"""
.. _user_defined_pruner:

User-Defined Pruner
===================

In :mod:`optuna.pruners`, we described how an objective function can optionally include
calls to a pruning feature which allows Optuna to terminate an optimization
trial when intermediate results do not appear promising. In this document, we
describe how to implement your own pruner, i.e., a custom strategy for
determining when to stop a trial.

Overview of Pruning Interface
-----------------------------

The :func:`~optuna.study.create_study` constructor takes, as an optional
argument, a pruner inheriting from :class:`~optuna.pruners.BasePruner`. The
pruner should implement the abstract method
:func:`~optuna.pruners.BasePruner.prune`, which takes arguments for the
associated :class:`~optuna.study.Study` and :class:`~optuna.trial.Trial` and
returns a boolean value: :obj:`True` if the trial should be pruned and :obj:`False`
otherwise. Using the Study and Trial objects, you can access all other trials
through the :func:`~optuna.study.Study.get_trials` method and, and from a trial,
its reported intermediate values through the
:func:`~optuna.trial.FrozenTrial.intermediate_values` (a
dictionary which maps an integer ``step`` to a float value).

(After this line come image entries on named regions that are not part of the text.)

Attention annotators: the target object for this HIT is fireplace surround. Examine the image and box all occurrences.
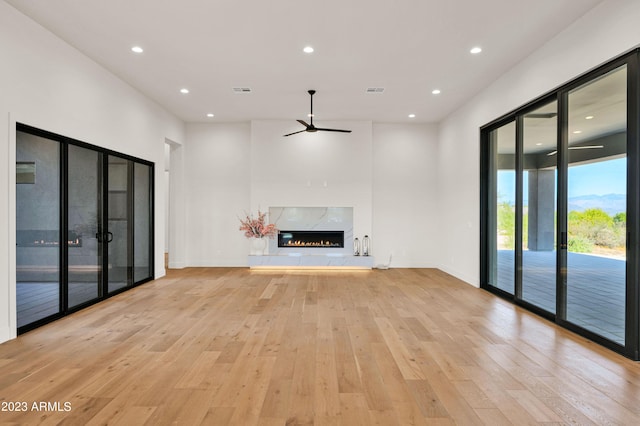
[278,230,344,248]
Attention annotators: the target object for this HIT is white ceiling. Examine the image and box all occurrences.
[5,0,600,125]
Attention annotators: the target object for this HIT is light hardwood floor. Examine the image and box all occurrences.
[0,268,640,426]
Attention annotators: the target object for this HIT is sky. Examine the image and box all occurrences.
[498,158,627,205]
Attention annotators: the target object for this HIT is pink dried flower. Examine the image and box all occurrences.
[240,210,278,238]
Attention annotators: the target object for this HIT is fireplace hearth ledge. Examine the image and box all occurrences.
[249,253,375,269]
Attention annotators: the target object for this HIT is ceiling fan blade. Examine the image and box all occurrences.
[283,130,306,136]
[316,127,351,133]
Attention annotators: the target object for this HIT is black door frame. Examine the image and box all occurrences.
[480,48,640,360]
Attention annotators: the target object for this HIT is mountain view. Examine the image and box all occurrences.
[569,194,627,216]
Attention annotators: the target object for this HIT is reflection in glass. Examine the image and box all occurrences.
[16,131,61,327]
[567,66,627,345]
[522,101,558,313]
[68,145,102,308]
[488,122,516,294]
[105,155,132,293]
[133,163,153,282]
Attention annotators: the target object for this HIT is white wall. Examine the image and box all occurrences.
[251,121,372,243]
[0,2,184,341]
[437,0,640,286]
[184,123,251,266]
[372,124,442,267]
[181,121,440,267]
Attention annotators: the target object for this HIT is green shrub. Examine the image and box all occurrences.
[568,235,593,253]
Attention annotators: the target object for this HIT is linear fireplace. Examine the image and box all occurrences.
[278,231,344,248]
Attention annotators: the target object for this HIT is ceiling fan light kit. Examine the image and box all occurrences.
[284,90,351,137]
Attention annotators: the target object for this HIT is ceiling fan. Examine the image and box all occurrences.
[284,90,351,136]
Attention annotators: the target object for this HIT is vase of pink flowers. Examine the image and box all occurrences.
[240,210,278,256]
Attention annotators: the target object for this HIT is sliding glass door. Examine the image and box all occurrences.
[566,66,627,345]
[487,121,516,294]
[105,155,133,293]
[16,132,62,327]
[480,50,640,359]
[514,100,558,313]
[16,125,153,332]
[67,145,104,309]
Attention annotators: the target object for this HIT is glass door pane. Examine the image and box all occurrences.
[105,155,133,293]
[67,145,102,308]
[522,101,558,313]
[133,163,153,282]
[567,66,627,345]
[16,131,62,328]
[488,122,516,294]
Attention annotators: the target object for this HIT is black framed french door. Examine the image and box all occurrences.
[16,124,153,333]
[480,50,640,359]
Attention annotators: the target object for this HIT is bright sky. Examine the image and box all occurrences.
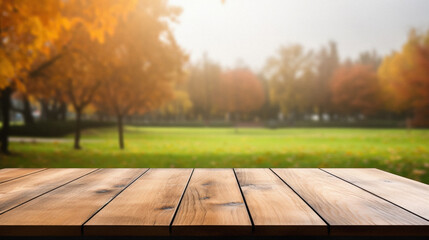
[170,0,429,70]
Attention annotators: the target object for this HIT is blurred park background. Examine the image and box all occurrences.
[0,0,429,183]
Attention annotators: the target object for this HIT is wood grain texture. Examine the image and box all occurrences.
[324,168,429,220]
[84,169,192,236]
[0,169,145,236]
[0,168,46,183]
[273,169,429,236]
[172,169,252,236]
[0,168,95,214]
[235,168,328,236]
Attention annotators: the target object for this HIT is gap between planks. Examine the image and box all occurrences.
[319,168,429,221]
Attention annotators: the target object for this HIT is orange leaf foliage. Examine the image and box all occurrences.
[331,64,381,116]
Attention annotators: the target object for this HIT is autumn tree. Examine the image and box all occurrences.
[186,54,222,121]
[0,0,136,152]
[216,68,265,121]
[331,64,381,116]
[310,42,339,119]
[378,30,429,126]
[264,45,316,119]
[96,0,187,149]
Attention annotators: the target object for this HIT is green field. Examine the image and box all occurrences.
[0,127,429,183]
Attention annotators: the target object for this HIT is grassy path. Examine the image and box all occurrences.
[0,127,429,183]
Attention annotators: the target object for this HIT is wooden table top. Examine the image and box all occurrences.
[0,168,429,236]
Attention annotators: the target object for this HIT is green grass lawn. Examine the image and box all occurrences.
[0,127,429,183]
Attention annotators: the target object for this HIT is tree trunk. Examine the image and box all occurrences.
[0,87,12,154]
[118,115,125,149]
[58,102,67,121]
[74,110,82,149]
[40,99,49,121]
[22,95,34,126]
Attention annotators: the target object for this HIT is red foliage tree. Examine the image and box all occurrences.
[331,64,381,116]
[215,69,265,118]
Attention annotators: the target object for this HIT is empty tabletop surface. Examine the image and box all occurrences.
[0,168,429,237]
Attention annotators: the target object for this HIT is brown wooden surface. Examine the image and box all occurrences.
[0,169,145,236]
[323,168,429,220]
[0,169,429,239]
[172,169,252,236]
[0,168,95,214]
[235,168,328,236]
[84,169,192,236]
[0,168,46,183]
[273,169,429,236]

You can refer to the source code of the built-in Optuna pruners as templates for
building your own. In this document, for illustration, we describe the
construction and usage of a simple (but aggressive) pruner which prunes trials
that are in last place compared to completed trials at the same step.

.. note::
    Please refer to the documentation of :class:`~optuna.pruners.BasePruner` or,
    for example, :class:`~optuna.pruners.ThresholdPruner` or
    :class:`~optuna.pruners.PercentilePruner` for more robust examples of pruner
    implementation, including error checking and complex pruner-internal logic.

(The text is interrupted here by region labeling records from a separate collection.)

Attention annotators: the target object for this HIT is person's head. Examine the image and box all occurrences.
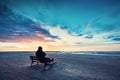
[38,46,42,51]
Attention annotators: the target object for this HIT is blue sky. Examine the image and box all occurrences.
[0,0,120,51]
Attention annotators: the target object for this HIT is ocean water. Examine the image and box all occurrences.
[0,51,120,56]
[55,51,120,56]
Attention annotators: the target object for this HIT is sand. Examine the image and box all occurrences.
[0,52,120,80]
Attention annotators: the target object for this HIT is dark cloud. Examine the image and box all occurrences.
[107,34,120,41]
[0,3,58,41]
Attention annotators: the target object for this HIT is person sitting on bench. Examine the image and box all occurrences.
[36,46,54,68]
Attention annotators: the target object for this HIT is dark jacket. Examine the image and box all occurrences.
[36,51,46,61]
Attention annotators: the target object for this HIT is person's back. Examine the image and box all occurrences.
[36,47,46,61]
[36,47,53,63]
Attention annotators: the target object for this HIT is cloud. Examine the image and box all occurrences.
[0,5,58,41]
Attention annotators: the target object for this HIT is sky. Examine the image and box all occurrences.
[0,0,120,51]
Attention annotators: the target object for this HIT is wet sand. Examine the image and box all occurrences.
[0,52,120,80]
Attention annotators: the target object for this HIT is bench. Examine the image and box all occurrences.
[30,56,40,67]
[30,56,55,71]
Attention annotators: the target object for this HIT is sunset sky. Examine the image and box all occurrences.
[0,0,120,51]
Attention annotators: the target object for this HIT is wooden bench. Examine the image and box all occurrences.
[30,56,56,71]
[30,56,40,67]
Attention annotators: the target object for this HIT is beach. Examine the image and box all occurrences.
[0,52,120,80]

An Example: Implementing ``LastPlacePruner``
--------------------------------------------

We aim to optimize the ``loss`` and ``alpha`` hyperparameters for a stochastic
gradient descent classifier (``SGDClassifier``) run on the sklearn iris dataset. We
implement a pruner which terminates a trial at a certain step if it is in last
place compared to completed trials at the same step. We begin considering
pruning after a "warmup" of 1 training step and 5 completed trials. For
demonstration purposes, we :func:`print` a diagnostic message from ``prune`` when
it is about to return :obj:`True` (indicating pruning).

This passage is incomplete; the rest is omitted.